Explainable AI: The push to make sure machines don't learn to be racist
Published Tuesday, July 4, 2017 1:10PM EDT
Growing concerns about how artificial intelligence (AI) makes decisions has inspired U.S. researchers to make computers explain their “thinking.”
“Computers are going to become increasingly important parts of our lives, if they aren’t already, and the automation is just going to improve over time, so it’s increasingly important to know why these complicated systems are making the decisions that they are,” assistant professor of computer science at the University of California Irvine, Sameer Singh, told CTV’s Your Morning on Tuesday.
Singh explained that, in almost every application of machine learning and AI, there are cases where the computers do something completely unexpected.
“Sometimes it’s a good thing, it’s doing something much smarter than we realize,” he said. “But sometimes it’s picking up on things that it shouldn’t.”
Such was the case with the Microsoft AI chatbot, Tay, which became racist in less than a day. Another high-profile incident occurred in 2015, when Google’s photo app mistakenly labelled a black couple as gorillas.
Singh says incidents like that can happen because the data AI learns from is based on humans; either decisions humans made in the past or basic social-economic structures that appear in the data.
“When machine learning models use that data they tend to inherit those biases,” said Singh.
“In fact, it can get much worse where if the AI agents are part of a loop where they’re making decisions, even the future data, the biases get reinforced,” he added.
Researchers hope that, by seeing the thought process of the computers, they can make sure AI doesn’t pick up any gender or racial biases that humans have.
However, Google’s research director Peter Norvig cast doubt on the concept of explainable AI.

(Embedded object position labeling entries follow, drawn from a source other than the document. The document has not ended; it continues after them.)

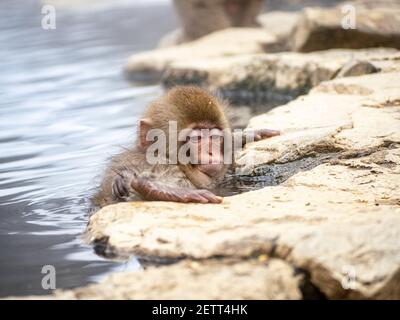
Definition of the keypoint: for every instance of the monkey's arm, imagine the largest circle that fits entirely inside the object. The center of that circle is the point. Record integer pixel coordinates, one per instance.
(125, 183)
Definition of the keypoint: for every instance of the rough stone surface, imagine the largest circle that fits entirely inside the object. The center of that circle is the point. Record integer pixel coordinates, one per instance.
(344, 114)
(149, 66)
(274, 78)
(376, 25)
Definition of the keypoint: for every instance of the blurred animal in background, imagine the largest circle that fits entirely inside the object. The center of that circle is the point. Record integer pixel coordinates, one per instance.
(201, 17)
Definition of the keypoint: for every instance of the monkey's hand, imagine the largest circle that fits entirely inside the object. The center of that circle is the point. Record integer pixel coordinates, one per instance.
(119, 188)
(155, 192)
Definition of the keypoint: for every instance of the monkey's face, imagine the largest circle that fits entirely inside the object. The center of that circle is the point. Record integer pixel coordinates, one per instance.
(207, 151)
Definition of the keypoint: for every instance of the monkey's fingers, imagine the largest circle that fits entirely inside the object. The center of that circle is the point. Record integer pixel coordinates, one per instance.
(118, 188)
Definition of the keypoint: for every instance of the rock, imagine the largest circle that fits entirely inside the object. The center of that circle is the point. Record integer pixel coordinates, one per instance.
(273, 79)
(201, 17)
(374, 26)
(280, 24)
(210, 279)
(149, 66)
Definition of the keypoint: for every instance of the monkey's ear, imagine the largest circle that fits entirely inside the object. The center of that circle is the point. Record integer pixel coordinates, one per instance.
(144, 126)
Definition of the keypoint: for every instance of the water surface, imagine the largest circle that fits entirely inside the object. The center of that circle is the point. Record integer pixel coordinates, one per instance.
(64, 108)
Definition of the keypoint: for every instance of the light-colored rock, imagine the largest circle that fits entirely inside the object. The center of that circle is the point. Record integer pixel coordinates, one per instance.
(344, 114)
(365, 26)
(273, 78)
(149, 66)
(280, 24)
(253, 279)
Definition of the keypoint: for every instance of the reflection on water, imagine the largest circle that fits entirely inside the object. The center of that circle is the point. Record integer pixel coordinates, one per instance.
(64, 108)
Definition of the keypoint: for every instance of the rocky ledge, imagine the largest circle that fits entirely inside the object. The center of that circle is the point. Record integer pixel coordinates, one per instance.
(331, 230)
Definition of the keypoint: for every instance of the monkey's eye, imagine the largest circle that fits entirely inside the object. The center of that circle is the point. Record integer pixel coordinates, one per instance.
(195, 138)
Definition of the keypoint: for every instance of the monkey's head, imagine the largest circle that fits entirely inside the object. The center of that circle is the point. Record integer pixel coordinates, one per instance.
(198, 117)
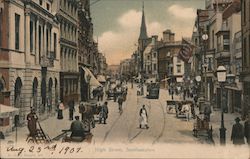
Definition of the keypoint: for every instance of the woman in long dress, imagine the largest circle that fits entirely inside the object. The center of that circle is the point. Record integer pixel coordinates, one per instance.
(143, 118)
(60, 110)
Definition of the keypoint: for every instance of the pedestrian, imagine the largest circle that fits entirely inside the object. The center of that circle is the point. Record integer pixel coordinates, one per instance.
(71, 109)
(49, 104)
(207, 112)
(77, 128)
(32, 122)
(186, 108)
(101, 95)
(143, 118)
(60, 110)
(120, 101)
(193, 111)
(237, 135)
(246, 129)
(104, 113)
(115, 94)
(195, 99)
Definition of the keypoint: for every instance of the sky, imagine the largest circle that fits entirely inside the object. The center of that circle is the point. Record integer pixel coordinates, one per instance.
(117, 23)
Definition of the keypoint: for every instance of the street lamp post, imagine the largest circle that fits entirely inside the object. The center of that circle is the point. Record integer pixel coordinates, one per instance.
(221, 76)
(205, 38)
(88, 81)
(172, 82)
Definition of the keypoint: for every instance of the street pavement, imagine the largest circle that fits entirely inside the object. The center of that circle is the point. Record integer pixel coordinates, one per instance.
(124, 128)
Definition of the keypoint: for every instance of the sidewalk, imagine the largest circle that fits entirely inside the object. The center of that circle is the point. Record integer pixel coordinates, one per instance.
(51, 126)
(215, 119)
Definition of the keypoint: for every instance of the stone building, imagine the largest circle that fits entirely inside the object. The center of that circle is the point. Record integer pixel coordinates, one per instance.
(169, 65)
(29, 56)
(221, 22)
(67, 15)
(245, 74)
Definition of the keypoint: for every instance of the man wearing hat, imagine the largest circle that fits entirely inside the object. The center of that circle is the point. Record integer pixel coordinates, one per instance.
(32, 121)
(247, 129)
(77, 128)
(237, 135)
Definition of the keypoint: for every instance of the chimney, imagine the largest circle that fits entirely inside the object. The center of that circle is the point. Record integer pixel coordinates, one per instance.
(168, 36)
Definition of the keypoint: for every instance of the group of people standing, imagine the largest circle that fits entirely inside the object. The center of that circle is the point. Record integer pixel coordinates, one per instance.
(61, 107)
(239, 132)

“You can ask a human, but, you know, what cognitive psychologists have discovered is that when you ask a human you’re not really getting at the decision process. They make a decision first, and then you ask, and then they generate an explanation and that may not be the true explanation,” he said at an event in June in Sydney, Australia.
“So we might end up being in the same place with machine learning where we train one system to get an answer and then we train another system to say – given the input of this first system, now it’s your job to generate an explanation.”
Norvig suggests looking for patterns in the decisions themselves, rather than the inner workings behind them.
But Singh says understanding the decision process is critical for future use, particularly in cases where AI is making decisions, like approving loan applications, for example.
“It’s important to know what details they’re using. Not just if they’re using your race column or your gender column but are they using proxy signals like your location, which we know it could be an indicator of race or other problematic attributes,” explained Singh.
Over the last year there’s been multiple efforts to find out how to better explain the rational of AI.
Currently, The Defense Advanced Research Projects Agency (DARPA) is funding 13 different research groups, which are pursuing a range of approaches to making AI more explainable.